Tempo di terzo settore

Le parole d’ordine della crisi pandemica sono coesione ed inclusione sociale. La pandemia ha decretato tutte le fragilità del sistema del massimo profitto e il fallimento dell’idea che la crescita economica possa prescindere dall’idea di bene comune e comunità.Bisogna tornare a fare comunità per combattere i divari e le disuguaglianze.

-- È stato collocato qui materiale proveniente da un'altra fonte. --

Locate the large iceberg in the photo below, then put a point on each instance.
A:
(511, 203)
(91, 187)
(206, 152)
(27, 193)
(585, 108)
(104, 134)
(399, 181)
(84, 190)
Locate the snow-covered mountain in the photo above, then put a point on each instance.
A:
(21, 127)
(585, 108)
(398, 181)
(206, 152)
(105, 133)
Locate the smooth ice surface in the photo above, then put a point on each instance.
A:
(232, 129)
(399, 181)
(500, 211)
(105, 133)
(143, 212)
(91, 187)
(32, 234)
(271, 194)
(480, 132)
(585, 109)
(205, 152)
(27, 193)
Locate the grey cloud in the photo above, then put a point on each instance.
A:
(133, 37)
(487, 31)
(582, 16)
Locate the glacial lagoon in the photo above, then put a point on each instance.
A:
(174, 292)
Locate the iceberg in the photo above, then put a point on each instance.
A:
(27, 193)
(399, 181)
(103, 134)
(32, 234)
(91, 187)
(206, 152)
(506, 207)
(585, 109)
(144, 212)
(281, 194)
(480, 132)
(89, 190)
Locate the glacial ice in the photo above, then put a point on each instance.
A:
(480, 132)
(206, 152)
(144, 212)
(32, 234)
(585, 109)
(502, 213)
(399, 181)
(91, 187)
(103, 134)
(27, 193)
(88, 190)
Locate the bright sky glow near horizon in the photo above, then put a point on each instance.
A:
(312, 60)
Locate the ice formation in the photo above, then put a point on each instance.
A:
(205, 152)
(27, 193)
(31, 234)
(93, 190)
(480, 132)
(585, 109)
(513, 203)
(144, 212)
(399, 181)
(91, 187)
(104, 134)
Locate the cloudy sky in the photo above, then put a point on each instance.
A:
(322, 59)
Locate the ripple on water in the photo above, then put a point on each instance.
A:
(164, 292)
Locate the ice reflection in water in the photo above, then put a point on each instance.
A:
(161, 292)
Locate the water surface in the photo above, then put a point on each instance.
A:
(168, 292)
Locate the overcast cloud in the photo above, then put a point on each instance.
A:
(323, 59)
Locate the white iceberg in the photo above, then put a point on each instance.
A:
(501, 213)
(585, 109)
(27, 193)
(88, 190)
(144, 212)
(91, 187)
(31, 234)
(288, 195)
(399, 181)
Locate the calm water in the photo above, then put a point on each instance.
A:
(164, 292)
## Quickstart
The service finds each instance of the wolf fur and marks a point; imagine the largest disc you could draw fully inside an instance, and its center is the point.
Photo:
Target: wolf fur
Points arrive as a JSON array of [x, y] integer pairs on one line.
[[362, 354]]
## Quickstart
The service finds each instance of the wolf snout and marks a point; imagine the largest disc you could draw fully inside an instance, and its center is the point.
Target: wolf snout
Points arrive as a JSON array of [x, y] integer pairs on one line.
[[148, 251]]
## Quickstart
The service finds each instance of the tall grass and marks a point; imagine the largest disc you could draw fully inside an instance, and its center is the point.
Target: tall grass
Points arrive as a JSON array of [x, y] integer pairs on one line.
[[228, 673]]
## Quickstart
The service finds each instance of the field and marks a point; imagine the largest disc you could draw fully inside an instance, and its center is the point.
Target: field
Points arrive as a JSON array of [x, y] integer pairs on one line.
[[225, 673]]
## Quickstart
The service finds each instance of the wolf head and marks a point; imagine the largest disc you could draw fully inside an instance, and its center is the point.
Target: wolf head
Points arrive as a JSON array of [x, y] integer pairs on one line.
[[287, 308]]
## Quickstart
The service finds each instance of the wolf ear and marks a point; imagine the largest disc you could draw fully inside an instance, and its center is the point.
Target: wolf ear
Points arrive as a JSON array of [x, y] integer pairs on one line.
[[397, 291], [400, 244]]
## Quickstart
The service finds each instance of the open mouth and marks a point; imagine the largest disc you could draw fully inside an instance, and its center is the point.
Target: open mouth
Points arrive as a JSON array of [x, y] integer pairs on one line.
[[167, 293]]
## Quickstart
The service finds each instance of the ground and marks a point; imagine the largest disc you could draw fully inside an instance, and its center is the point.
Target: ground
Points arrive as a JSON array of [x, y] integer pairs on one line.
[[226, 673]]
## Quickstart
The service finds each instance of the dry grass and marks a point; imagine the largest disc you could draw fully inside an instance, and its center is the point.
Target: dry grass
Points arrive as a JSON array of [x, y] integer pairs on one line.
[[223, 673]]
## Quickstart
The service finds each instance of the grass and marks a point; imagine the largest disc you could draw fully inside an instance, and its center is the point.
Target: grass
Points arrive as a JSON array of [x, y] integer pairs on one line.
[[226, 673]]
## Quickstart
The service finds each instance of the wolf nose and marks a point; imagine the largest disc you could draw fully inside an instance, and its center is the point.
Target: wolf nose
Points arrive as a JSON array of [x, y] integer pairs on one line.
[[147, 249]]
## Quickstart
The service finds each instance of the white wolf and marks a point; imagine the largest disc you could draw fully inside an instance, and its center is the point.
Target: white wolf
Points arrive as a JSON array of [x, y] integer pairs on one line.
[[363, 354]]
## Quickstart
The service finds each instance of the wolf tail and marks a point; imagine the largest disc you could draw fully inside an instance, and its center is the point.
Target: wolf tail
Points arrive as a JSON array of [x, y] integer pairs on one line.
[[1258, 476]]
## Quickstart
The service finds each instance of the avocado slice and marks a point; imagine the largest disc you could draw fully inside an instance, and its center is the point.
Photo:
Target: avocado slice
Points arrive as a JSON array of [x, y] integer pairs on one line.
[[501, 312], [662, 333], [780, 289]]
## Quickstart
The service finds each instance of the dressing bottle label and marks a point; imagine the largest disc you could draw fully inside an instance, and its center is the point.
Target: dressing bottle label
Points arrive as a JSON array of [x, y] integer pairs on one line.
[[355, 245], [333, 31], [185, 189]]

Il terzo settore deve essere uno dei protagonisti della società civile e perchè questo accada è necessario che le Istituzioni cambino registro e siano “davvero” coerenti con la volontà di valorizzarne il ruolo.

In tema di beni confiscati alla mafia il Governo è scivolato perchè l’Avviso dell’Agenzia per la Coesione territoriale, rivolto ai Comuni, per progetti di valorizzazione dei beni confiscati non prevede un ruolo attivo del Terzo settore ed inoltre finanzia solo le ristrutturazioni fisiche dei beni.

Rigenerare significa cambiare rotta e quindi per quanto riguarda i beni confiscati non basta solo ristrutturali ma è necessario che le risorse vengano usate anche per la loro gestione in modo che siano strumenti che producano lavoro e inclusione sociale.

La comunità civile ha il diritto dovere di vigliare, intervenire e presentare soluzioni per creare una nuova sinergia con le istituzioni altrimenti perderemo un opportunità irripetibile per rinnovare la democrazia.